Menunggu Momen Puncak
Berburu nyale bukan sekadar menangkap cacing laut, tetapi juga tentang kebersamaan dan tradisi turun-temurun. Warga setempat percaya bahwa kemunculan nyale membawa keberkahan. Oleh karena itu, setiap tahunnya, mereka rela begadang hingga dini hari.
“Rasanya seru banget! Kita harus sabar menunggu sampai nyale benar-benar muncul,” kata Rudi, seorang wisatawan dari Mataram.
Benar saja, sekitar pukul 02.00 WITA, teriakan kegembiraan mulai terdengar. Nyale akhirnya muncul! Cacing laut berwarna hijau dan cokelat mulai tampak di antara ombak yang menyapu bibir pantai.
Sensasi Berburu di Tengah Malam
Suasana semakin riuh. Beberapa orang langsung turun ke air, menjaring nyale dengan tangan kosong. Ada pula yang menggunakan ember dan serokan kecil.
“Kalau sudah begini, semua lelah langsung hilang. Apalagi kalau dapat banyak,” ujar Nurhayati, seorang warga Lombok Tengah.
Tak hanya warga lokal, wisatawan juga tak mau ketinggalan. Banyak dari mereka yang baru pertama kali merasakan pengalaman berburu nyale.

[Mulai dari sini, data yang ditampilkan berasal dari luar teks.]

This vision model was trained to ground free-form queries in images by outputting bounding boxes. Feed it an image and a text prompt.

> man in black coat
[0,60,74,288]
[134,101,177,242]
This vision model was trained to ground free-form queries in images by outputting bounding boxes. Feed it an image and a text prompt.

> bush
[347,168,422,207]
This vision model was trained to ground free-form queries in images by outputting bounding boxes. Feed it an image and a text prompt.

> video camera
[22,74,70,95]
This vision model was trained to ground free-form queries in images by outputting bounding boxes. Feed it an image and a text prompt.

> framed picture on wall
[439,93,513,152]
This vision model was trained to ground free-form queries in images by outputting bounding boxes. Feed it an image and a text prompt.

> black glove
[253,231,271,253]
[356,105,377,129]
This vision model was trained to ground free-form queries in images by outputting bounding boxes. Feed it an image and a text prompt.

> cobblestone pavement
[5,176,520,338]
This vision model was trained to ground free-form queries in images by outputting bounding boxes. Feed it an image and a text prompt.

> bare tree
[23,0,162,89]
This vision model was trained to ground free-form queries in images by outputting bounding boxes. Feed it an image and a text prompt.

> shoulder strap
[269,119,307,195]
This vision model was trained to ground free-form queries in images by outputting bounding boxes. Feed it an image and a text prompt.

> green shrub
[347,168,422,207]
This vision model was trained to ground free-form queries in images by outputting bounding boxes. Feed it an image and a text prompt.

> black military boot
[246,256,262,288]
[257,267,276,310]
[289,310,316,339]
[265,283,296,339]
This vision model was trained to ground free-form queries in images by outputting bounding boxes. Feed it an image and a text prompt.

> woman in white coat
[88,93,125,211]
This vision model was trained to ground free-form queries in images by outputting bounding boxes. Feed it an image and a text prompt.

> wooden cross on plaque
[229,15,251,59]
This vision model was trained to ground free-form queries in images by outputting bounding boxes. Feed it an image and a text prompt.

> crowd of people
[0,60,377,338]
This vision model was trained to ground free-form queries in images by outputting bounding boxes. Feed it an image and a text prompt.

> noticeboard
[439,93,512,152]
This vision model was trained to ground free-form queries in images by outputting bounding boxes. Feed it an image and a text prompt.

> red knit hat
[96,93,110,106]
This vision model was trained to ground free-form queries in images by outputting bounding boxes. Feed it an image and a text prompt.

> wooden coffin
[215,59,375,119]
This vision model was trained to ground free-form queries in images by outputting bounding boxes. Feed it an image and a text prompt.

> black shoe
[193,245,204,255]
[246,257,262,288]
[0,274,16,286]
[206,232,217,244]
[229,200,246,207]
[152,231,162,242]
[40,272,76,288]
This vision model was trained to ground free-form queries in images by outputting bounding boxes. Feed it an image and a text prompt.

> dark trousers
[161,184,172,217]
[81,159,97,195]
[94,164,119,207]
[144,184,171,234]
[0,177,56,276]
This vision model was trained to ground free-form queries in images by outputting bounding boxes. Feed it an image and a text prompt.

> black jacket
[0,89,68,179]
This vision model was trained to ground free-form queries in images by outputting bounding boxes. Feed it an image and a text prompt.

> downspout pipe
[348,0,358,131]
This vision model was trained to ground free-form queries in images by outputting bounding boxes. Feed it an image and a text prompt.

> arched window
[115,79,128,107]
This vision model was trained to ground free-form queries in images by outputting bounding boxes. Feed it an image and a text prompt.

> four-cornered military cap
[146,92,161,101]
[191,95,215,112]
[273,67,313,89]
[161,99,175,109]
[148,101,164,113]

“Saya kira ini mudah, ternyata cukup menantang! Harus jeli melihat nyale di antara ombak,” kata Diana, turis asal Jakarta.
Tak Hanya Ditangkap, Tapi Juga Dinikmati
Nyale yang berhasil ditangkap biasanya langsung dibawa pulang untuk diolah menjadi berbagai hidangan khas. Ada yang digoreng, dimasak dengan santan, hingga dijadikan pelengkap sambal.
“Nyale ini rasanya unik, gurih dan sedikit kenyal. Makanya banyak yang suka,” tutur Pak Burhan, seorang nelayan setempat.
Bau Nyale bukan sekadar perburuan cacing laut, tapi juga warisan budaya yang terus lestari. Tradisi ini selalu dinanti, bukan hanya oleh warga Lombok, tapi juga wisatawan dari berbagai daerah.
Nah, kalau kamu belum pernah berburu nyale, siap-siap ikut keseruannya tahun depan! Siapa tahu, kamu bisa menangkap nyale paling banyak.